Cloud Native: What It Means in the Data World

Prior to Rockset, I spent eight years at Facebook building out their big data infrastructure and online data infrastructure. All the software we wrote was deployed in Facebook‘s private data centers, so it was not till I started building on the public cloud that I fully appreciated its true potential.
Facebook may be the very definition of a web-scale company, but getting hardware still required huge lead times and extensive capacity planning. The public cloud, in contrast, provides hardware through the simplicity of API-based provisioning. It offers, for all intents and purposes, infinite compute and storage, requested on demand and relinquished when no longer needed.
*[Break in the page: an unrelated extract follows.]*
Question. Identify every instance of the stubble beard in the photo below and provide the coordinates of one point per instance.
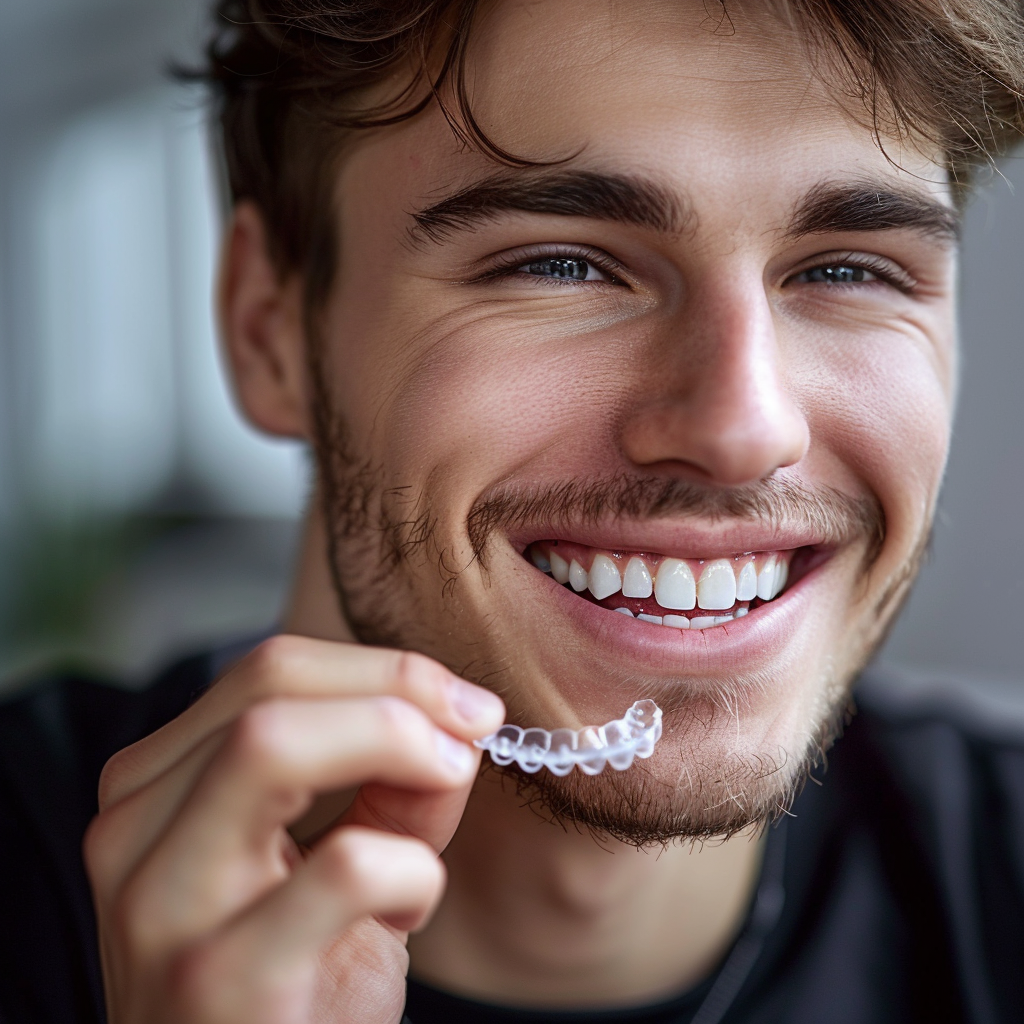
(700, 783)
I came to a simple realization about the power of cloud economics. In the cloud, the price of using 1 CPU for 100 minutes is the same as that of using 100 CPUs for 1 minute. If a data processing task that takes 100 minutes on a single CPU could be reconfigured to run in parallel on 100 CPUs in 1 minute, then the price of computing this task would remain the same, but the speedup would be tremendous!
Recent evolutions of data processing state of the art have each sought to exploit prevailing hardware trends. Hadoop and RocksDB are two examples I’ve had the privilege of working on personally. The falling price of SATA disks in the early 2000s was one major factor for the popularity of Hadoop, because it was the only software that could cobble together petabytes of these disks to provide a large-scale storage system. Similarly, RocksDB blossomed because it leveraged the price-performance sweet spot of SSD storage. Today, the hardware platform is in flux once more, with many applications moving to the cloud. This trend towards cloud will again herald a new breed of software solutions.
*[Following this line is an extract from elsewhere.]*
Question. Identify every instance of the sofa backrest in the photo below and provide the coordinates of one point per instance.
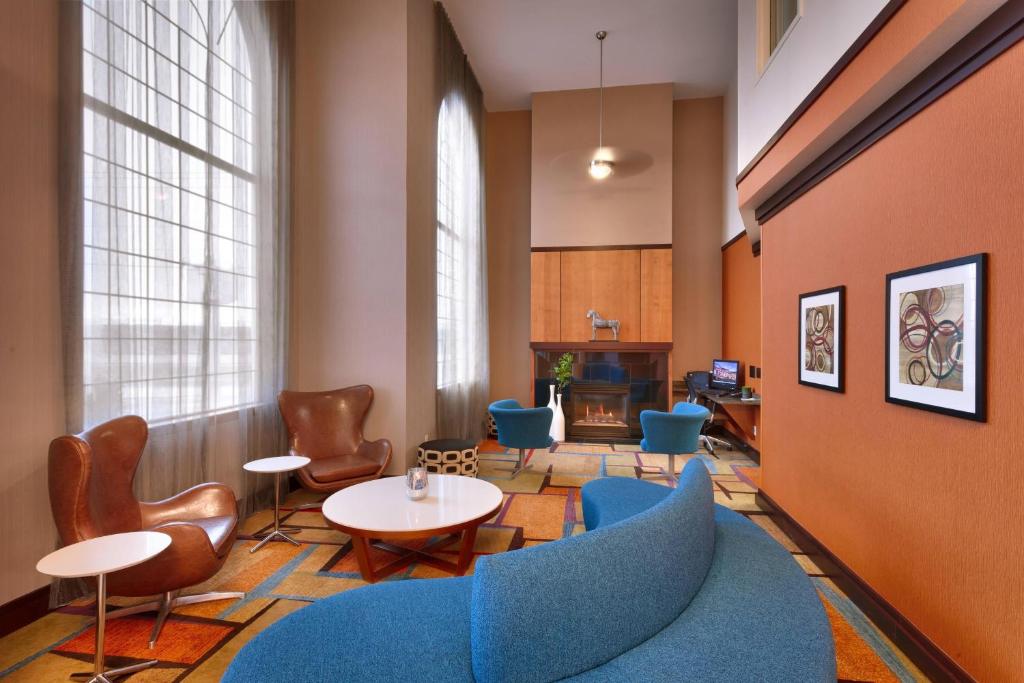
(554, 610)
The next iteration of data processing software will exploit the fluid nature of hardware in the cloud. Data workloads will grab and release compute, memory, and storage resources, as needed and when needed, to meet performance and cost requirements. But data processing software has to be reimagined and rewritten for this to become a reality.
Cloud-native data platforms should scale dynamically to make use of available cloud resources. That means a data request needs to be parallelized and the hardware required to run it instantly acquired. Once the necessary tasks are scheduled and the results returned, the platform should promptly shed the hardware resources used for that request.
Simply processing in parallel does not make a system cloud friendly. Hadoop was a parallel-processing system, but its focus was on optimizing throughput of data processed within a fixed set of pre-acquired resources. Likewise, many other pre-cloud systems, including MongoDB and Elasticsearch, were designed for a world in which the underlying hardware, on which they run, was fixed.
The industry has recently made inroads designing data platforms for the cloud, however. Qubole morphed Hadoop to be cloud friendly, while Amazon Aurora and Snowflake built cloud-optimized relational databases. Here are some architectural patterns that are common in cloud-native data processing:
Use of shared storage rather than shared-nothing storage
The previous wave of distributed data processing frameworks was built for non-cloud infrastructure and utilized shared-nothing architectures. Dr. Stonebraker has written about the advantages of shared-nothing architectures since 1986 (The Case for Shared Nothing), and the advent of HDFS in 2005 made shared-nothing architectures a widespread reality. At about the same time, other distributed software, like Cassandra, HBase, and MongoDB, which used shared-nothing storage, appeared on the market. Storage was typically JBOD, locally attached to individual machines, resulting in tightly coupled compute and storage.
But in the cloud era, object stores have become the dominant storage.